In 1884, she married the artist Charles Walter Stetson, after initially declining his proposal because a gut feeling told her it was not the right thing for her.[8] Their only child, Katharine Beecher Stetson, was born the following year. Charlotte Perkins Gilman suffered a very serious bout of post-partum depression. This was an age in which women were seen as "hysterical" and "nervous" beings; thus, when a woman claimed to be seriously ill after giving birth, her claims were sometimes dismissed.[9]

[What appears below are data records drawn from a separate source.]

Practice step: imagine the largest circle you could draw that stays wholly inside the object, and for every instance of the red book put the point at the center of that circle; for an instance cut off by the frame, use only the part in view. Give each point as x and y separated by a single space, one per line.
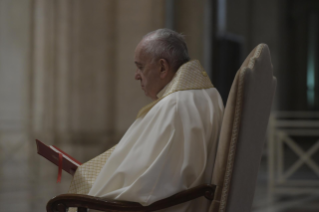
69 164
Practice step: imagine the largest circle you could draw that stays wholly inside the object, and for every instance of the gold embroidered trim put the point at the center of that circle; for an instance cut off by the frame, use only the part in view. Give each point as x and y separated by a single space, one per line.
190 76
235 130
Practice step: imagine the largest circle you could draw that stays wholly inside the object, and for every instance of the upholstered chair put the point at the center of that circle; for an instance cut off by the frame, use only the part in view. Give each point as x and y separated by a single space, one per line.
239 151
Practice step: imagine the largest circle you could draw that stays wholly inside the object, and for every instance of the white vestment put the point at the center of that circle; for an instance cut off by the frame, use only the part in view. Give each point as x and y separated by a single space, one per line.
170 147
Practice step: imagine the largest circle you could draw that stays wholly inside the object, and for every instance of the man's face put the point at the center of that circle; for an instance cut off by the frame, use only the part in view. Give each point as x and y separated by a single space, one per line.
147 72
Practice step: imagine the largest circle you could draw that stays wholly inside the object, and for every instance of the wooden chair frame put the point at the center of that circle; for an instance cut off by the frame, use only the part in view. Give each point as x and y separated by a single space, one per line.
83 202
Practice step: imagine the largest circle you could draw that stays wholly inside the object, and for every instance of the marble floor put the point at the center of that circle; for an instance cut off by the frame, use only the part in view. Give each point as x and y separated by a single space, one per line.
28 181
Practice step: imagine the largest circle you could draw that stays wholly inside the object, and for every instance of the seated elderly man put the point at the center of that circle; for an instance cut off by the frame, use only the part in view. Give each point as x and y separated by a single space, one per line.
171 145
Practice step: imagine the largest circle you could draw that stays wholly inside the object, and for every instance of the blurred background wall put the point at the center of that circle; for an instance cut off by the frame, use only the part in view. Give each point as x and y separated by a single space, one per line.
67 75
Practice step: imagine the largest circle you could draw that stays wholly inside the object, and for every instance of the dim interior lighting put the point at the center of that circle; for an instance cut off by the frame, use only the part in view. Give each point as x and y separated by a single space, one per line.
312 54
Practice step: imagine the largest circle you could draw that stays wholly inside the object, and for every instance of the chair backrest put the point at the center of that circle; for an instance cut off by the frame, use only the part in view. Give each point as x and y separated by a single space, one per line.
243 132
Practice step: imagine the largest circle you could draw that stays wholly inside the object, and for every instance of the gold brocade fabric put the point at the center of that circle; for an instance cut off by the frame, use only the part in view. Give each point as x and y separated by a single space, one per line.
86 174
190 76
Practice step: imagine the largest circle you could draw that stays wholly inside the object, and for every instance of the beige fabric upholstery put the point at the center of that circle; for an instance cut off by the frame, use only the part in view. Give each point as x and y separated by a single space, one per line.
86 174
243 133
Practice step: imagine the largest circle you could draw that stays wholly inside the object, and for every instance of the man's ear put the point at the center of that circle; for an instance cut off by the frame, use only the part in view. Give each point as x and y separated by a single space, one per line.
164 68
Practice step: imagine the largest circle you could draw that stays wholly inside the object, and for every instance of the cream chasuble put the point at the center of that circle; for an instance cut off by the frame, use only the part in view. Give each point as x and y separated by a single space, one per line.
170 147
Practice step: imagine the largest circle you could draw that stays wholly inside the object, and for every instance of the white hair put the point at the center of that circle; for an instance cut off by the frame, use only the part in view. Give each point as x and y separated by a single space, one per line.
167 44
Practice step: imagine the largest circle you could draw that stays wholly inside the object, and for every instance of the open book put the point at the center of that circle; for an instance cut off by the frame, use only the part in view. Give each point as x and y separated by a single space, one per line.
58 157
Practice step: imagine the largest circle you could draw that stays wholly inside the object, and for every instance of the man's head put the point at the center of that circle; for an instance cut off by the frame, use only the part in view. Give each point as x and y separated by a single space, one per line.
157 57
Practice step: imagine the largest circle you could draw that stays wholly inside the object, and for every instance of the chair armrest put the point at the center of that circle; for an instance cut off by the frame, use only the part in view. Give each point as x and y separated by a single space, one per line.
62 202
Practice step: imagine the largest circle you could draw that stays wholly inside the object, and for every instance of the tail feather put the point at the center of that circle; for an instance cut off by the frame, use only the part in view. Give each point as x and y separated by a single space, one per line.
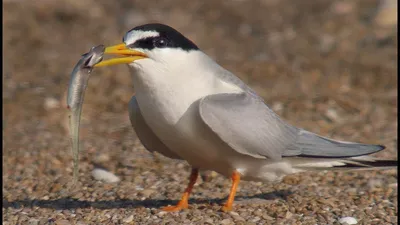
311 145
353 163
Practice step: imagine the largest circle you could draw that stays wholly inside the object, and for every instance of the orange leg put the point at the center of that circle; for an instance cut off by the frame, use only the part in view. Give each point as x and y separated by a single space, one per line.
235 182
183 203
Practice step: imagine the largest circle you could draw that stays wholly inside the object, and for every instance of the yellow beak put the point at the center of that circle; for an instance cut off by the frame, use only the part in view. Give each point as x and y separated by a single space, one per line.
128 55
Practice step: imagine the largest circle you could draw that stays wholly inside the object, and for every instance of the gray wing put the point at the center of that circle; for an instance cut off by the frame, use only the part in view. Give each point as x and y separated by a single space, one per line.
149 140
248 126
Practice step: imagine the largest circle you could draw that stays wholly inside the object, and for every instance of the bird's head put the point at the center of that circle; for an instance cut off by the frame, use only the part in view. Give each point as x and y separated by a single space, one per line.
149 45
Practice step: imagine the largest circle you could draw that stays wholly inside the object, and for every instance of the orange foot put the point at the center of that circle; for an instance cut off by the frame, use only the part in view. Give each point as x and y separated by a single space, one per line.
175 208
226 208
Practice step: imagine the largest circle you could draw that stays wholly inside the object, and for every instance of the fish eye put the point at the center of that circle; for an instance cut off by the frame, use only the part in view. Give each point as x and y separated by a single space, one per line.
160 42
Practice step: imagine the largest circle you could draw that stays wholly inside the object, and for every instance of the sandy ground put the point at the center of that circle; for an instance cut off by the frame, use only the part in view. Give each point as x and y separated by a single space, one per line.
327 66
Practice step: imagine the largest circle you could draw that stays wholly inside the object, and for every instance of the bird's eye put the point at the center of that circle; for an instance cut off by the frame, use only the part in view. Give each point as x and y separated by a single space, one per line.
160 42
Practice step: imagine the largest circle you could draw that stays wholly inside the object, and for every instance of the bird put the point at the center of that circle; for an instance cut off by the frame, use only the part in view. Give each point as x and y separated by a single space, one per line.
186 106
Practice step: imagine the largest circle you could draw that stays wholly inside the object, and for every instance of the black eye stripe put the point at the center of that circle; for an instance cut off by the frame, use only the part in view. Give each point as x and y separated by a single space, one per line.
146 43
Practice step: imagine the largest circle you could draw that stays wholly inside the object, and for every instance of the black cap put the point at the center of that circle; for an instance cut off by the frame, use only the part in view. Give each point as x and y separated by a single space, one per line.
168 38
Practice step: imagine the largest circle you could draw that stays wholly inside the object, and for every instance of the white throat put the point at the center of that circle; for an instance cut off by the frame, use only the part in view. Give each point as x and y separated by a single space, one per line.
169 81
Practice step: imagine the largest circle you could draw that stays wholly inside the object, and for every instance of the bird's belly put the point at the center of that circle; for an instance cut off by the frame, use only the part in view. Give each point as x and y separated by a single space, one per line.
192 140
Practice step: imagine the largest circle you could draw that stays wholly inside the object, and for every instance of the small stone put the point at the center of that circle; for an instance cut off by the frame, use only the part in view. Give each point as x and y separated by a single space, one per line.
128 219
51 103
147 192
386 15
33 222
103 175
226 222
62 222
267 217
162 213
348 220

In 1888, Charlotte separated from her husband – a rare occurrence in the late nineteenth century. The two divorced in 1894.[10] Following the separation, Charlotte moved with her daughter to Pasadena, California, where she became active in several feminist and reformist organizations such as the Pacific Coast Women's Press Association, the Woman's Alliance, the Economic Club, the Ebell Society (a women's club named after Adrian John Ebell), the Parents Association, and the State Council of Women, in addition to writing and editing the Bulletin, a journal put out by one of the earlier-mentioned organizations.[11]
During the year she left her husband, Charlotte met Adeline Knapp, called "Delle". Cynthia J. Davis describes how the two women had a serious relationship. She writes that Gilman "believed that in Delle she had found a way to combine loving and living, and that with a woman as life mate she might more easily uphold that combination than she would in a conventional heterosexual marriage." The relationship ultimately came to an end.[13][14]
In 1894, Gilman sent her daughter east to live with her former husband and his second wife, her friend Grace Ellery Channing. Gilman reported in her memoir that she was happy for the couple, since Katharine's "second mother was fully as good as the first, [and perhaps] better in some ways."[12] Gilman also held progressive views about paternal rights and acknowledged that her ex-husband "had a right to some of [Katharine's] society" and that Katharine "had a right to know and love her father."[13]
After her mother died in 1893, Gilman decided to move back east for the first time in eight years. She contacted George Houghton Gilman, her first cousin, whom she had not seen in roughly fifteen years, who was a Wall Street attorney. They began spending a significant amount of time together almost immediately and became romantically involved. While she would go on lecture tours, Houghton and Charlotte would exchange letters and spend as much time as they could together before she left. In her diaries, she describes him as being "pleasurable" and it is clear that she was deeply interested in him.[14] From their wedding in 1900 until 1922, they lived in New York City at 625 West 136th Street. Their marriage was nothing like her first one.
Dr Alice Hamilton, an expert in occupational health and a leading pacifist campaigner, met Charlotte in Chicago in the winter of 1898, noting in a letter to her sister that ‘Mrs. Stetson … is very attractive. She is the woman … who couldn’t stand being married … and now is on excellent terms with her former husband and his present wife, who takes care of Mrs. Stetson’s little girl, an arrangement which I fancy I should approve of.’
In 1922, Gilman moved from New York to Houghton's old homestead in Norwich, Connecticut. Following Houghton's sudden death from a cerebral hemorrhage in 1934, Gilman moved back to Pasadena, California, where her daughter lived.[15]
In January 1932, Gilman was diagnosed with incurable breast cancer.[16] An advocate of euthanasia for the terminally ill, Gilman committed suicide on August 17, 1935 by taking an overdose of chloroform. In both her autobiography and suicide note, she wrote that she "chose chloroform over cancer" and she died quickly and quietly.[17]